La monoparentalité, c’est l’un des chevaux de bataille de Pascale Zaourou, elle-même maman solo de trois enfants aujourd’hui âgés de 22, 15 et 12 ans. En 2018, un débat avec la ministre de la Famille, Corinne Cahen, avait été organisé dans l’espoir de susciter une prise de conscience de la part du pouvoir public.

Mais depuis, «rien», déplore Pascale Zaourou : «pas d’autres réunions, aucune avancée». Les difficultés des familles monoparentales (des femmes dans leur très grande majorité et bien souvent stigmatisées) ne sont toujours pas entendues et le temps judiciaire, avec des audiences à répétition qui s’étalent sur plusieurs années, n’aide pas à éviter la précarisation. En attendant un changement, c’est le système D : «Nous sommes un groupe de femmes monoparentales et nous nous organisons de manière informelle», fait savoir Pascale Zaourou.

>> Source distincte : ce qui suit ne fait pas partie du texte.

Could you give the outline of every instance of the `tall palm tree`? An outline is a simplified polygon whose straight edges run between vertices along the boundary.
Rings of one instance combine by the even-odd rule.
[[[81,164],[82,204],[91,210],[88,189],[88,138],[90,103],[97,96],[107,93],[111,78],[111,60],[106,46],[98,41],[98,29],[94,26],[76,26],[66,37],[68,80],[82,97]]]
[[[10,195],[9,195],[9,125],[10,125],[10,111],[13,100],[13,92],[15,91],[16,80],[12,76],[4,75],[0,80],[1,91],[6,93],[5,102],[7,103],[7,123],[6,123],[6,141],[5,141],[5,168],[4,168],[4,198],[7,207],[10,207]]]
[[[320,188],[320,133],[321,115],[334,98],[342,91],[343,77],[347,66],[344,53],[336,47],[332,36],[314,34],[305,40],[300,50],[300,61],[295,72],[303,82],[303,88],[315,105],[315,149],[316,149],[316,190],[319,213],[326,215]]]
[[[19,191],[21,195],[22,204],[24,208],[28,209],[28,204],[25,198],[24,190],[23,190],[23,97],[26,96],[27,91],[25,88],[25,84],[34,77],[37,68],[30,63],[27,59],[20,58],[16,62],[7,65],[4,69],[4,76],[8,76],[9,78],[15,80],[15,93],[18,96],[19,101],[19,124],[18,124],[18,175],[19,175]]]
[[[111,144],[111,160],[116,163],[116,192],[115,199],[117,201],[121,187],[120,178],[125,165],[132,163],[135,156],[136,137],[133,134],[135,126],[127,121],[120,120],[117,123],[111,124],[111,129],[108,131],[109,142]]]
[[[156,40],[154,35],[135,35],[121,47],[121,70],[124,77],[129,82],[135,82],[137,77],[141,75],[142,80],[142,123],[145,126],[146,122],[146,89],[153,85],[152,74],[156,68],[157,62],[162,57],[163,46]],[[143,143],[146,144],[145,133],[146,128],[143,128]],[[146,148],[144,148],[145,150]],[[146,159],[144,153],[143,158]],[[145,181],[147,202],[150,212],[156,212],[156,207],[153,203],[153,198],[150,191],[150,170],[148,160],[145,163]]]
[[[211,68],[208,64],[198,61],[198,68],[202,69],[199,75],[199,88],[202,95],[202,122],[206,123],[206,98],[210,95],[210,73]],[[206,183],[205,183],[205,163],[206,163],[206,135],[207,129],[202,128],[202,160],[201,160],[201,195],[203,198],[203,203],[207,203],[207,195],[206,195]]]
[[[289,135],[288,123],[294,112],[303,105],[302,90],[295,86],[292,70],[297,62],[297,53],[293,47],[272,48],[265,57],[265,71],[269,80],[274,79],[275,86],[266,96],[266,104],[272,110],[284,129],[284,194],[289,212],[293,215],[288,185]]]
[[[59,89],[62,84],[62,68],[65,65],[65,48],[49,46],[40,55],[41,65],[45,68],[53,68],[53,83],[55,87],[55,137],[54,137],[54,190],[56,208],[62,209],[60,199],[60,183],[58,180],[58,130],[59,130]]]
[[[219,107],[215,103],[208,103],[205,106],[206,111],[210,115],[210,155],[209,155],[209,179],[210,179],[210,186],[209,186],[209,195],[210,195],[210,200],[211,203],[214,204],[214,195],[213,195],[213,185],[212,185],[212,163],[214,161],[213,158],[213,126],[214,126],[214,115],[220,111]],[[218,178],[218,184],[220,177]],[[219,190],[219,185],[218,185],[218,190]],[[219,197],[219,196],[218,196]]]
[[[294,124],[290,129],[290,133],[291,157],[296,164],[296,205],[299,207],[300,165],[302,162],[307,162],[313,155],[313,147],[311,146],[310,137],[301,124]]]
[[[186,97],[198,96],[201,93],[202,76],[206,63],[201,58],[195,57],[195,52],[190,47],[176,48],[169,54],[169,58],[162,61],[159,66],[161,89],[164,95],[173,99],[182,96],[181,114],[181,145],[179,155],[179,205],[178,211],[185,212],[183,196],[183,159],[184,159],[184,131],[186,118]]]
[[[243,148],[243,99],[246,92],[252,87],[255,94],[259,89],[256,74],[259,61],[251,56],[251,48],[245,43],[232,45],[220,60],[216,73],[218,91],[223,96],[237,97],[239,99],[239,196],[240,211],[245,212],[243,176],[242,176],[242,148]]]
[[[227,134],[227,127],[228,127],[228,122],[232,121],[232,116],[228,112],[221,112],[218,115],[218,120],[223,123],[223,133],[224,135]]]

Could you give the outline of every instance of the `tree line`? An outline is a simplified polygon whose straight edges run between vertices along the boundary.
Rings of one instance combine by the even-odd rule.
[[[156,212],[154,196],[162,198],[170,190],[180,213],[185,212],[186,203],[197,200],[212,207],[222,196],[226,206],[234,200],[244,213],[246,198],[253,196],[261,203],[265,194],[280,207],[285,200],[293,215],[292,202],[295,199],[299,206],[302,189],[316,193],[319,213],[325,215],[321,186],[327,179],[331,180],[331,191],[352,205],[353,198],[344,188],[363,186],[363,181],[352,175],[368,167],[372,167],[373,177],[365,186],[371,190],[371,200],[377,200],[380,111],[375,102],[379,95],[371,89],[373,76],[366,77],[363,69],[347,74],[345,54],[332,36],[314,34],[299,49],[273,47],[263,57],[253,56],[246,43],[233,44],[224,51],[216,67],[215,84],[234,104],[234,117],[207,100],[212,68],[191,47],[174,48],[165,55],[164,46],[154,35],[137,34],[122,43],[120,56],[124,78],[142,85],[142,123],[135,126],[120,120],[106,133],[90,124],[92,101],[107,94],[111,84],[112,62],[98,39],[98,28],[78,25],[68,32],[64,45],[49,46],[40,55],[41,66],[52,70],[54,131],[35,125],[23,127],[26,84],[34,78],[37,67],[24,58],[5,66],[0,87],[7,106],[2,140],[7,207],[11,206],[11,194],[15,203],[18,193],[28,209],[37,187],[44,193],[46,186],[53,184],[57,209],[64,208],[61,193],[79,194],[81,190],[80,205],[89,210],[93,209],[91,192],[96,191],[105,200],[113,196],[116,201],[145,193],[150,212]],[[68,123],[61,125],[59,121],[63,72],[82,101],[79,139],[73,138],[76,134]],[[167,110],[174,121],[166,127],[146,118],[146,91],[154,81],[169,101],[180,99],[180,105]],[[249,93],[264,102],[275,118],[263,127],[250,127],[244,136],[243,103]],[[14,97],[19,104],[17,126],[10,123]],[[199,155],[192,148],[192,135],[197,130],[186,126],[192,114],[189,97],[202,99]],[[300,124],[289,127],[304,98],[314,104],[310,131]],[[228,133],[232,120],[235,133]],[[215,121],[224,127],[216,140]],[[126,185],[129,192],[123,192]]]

Lire sur ce sujet : Monoparentalité au Luxembourg : la galère en solitaire

Écriture

Pascale Zaourou est l’autrice des Bleus invisibles, un recueil de poèmes sur la violence psychologique conjugale qu’elle a subie.

«J’aime écrire et j’écris pour partager. L’année où cette violence a eu lieu, je consignais tout dans un carnet, dont une page est d’ailleurs reproduite à la fin du livre. On dit que l’écriture est thérapeutique, c’est vrai.

Et j’avais déjà fait mon parcours lorsqu’un jour ma fille m’a dit : « Mais comment prévenir les autres? La violence physique peut se voir, mais pas la violence psychologique. Comment sa nouvelle copine pourra savoir?« .

L’écriture, c’était la seule manière pour moi de prévenir les femmes mais aussi leur entourage. J’aurais pu occulter certains passages que j’estime gênants, mais ça aurait enlevé quelque chose.

J’ai accepté de me mettre à nu parce que je ne peux pas reprocher le fait qu’on ne parle pas de la violence psychologique et en même temps me terrer. Ce serait jouer le jeu. Si ce livre peut aider ne serait-ce qu’une seule femme, le travail est fait.»